We live in an age of constant digital streams, when checking e-mail, tweets and alerts can be compulsive and the thought of unplugging for any length of time, terrifying. Once, the workday ended when we left the workplace to return home. Now, thanks to our Blackberries, iPads and other ubiquitous wireless connections, our work follows us wherever we go.
As the boundaries between professional and personal life erode, and what is important is being replaced by what is urgent, the concept of a day of rest has never been more outdated, and more necessary.

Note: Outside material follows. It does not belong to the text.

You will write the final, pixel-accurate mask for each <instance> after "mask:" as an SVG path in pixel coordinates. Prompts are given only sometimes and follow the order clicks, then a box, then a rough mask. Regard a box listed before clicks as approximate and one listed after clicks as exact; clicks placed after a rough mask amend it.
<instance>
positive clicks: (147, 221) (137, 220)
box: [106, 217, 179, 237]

6 consecutive Thursday nights starting the 18th of August, for Adults (Ages 39+), Time: 7:30pm - 9:00pm, Cost: $120 (including student textbook), Course instructor: Mr Robert Kremnizer B.A L.L.B.

The Course will be held at Young Adult Chabad, 36 Flood Street, Bondi, NSW, 2026.

For any further information feel free to contact Rabbi Danny Yaffe: 0425 152 404, [email protected]

To Register go to www.youngadultchabad.org/register

The course will familiarize students with the traditions and rituals of Shabbat and explore the ways in which they provide a refreshing perspective on such fundamental concepts as work and rest, peace and love, pleasure and synthesis. Students who have never experienced
Shabbat will find refreshing and thought provoking new perspectives on achieving balance in their lives. Those who observe Shabbat will deepen and enrich their understanding.

The course includes:
• Meditations on the value and purpose of life and work.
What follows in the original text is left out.